ClinMed - MS Flashcards
What is MS?
-immune mediated response by the body’s own immune system directed against the CNS
pathology progression of MS
- system attacks the myelin, fatty covering of nerve fibers
- myelin is damaged and scars form leading to degeneration and axonal death
- scars or degenerated area interrupt the electric signal conduction of the nerve
what are the 3 areas effects in MS?
- brain
- SC
- optic nerves
type of disease that classifies MS
demyelination
triad of risk factors for MS
- genetic risk
- environmental risk
- immunologic risk
enviromental risk factors
- low vit. D
- northern latitude
- smoking
- obesity
immunologic risk
- virus (EBV) trigger
- infectious agent
interesting stat about the epidemiology of MS
1:3 chance in monozygotic twins (not just genetic)

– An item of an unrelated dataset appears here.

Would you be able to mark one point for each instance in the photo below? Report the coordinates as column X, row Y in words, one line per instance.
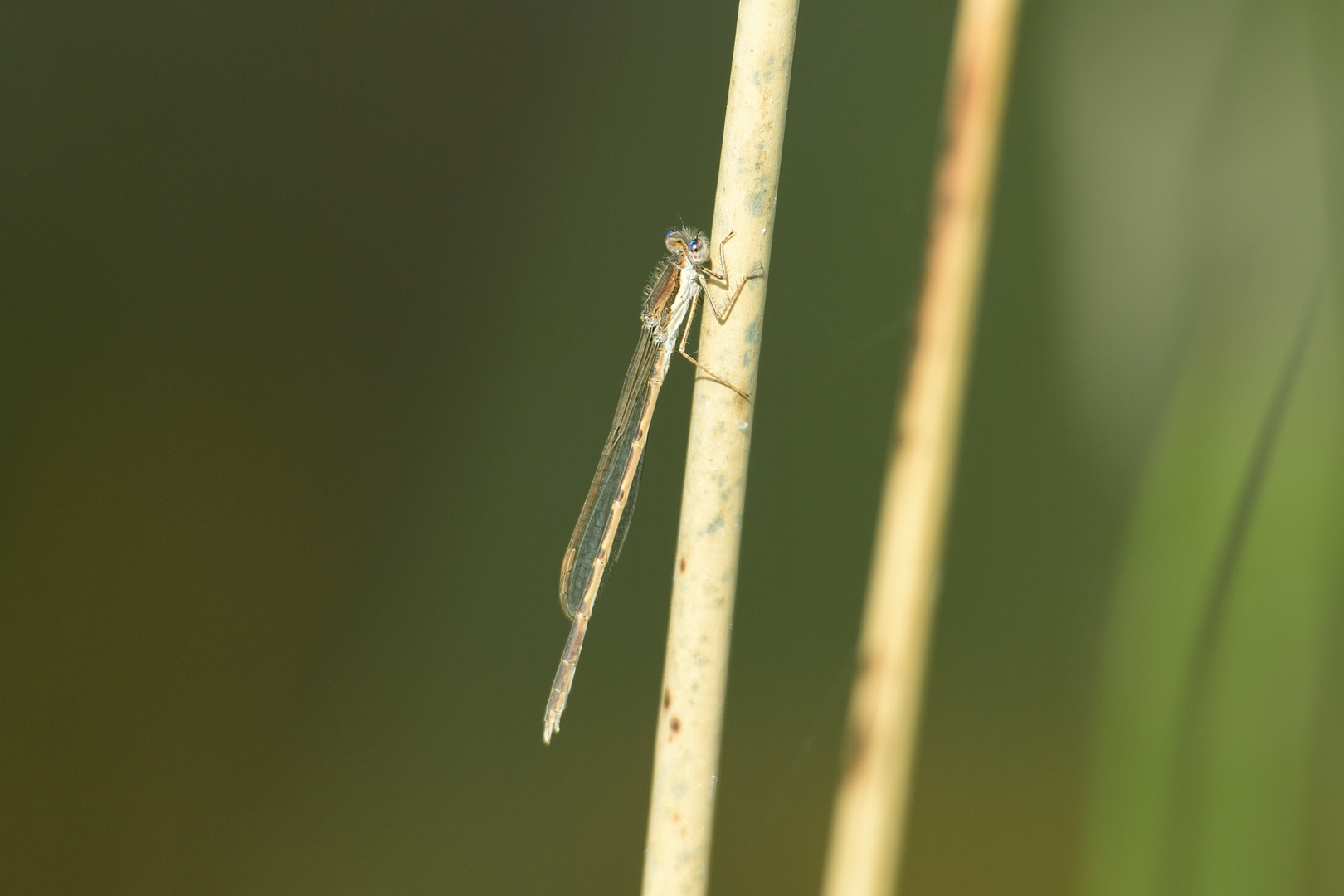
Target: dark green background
column 312, row 323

how to make the diagnosis of MS
- no single test
- best thing is MRI
- and get a good hx
- must be multiple events
criteria of MS diagnosis
-evidence of damage to at least 2 and separate areas of CNS
AND
-evidence that damages occurred at least 1 month apart
AND
-r/o other possibilities
what are the 3 possibilities to consider before establishing secure diagnosis?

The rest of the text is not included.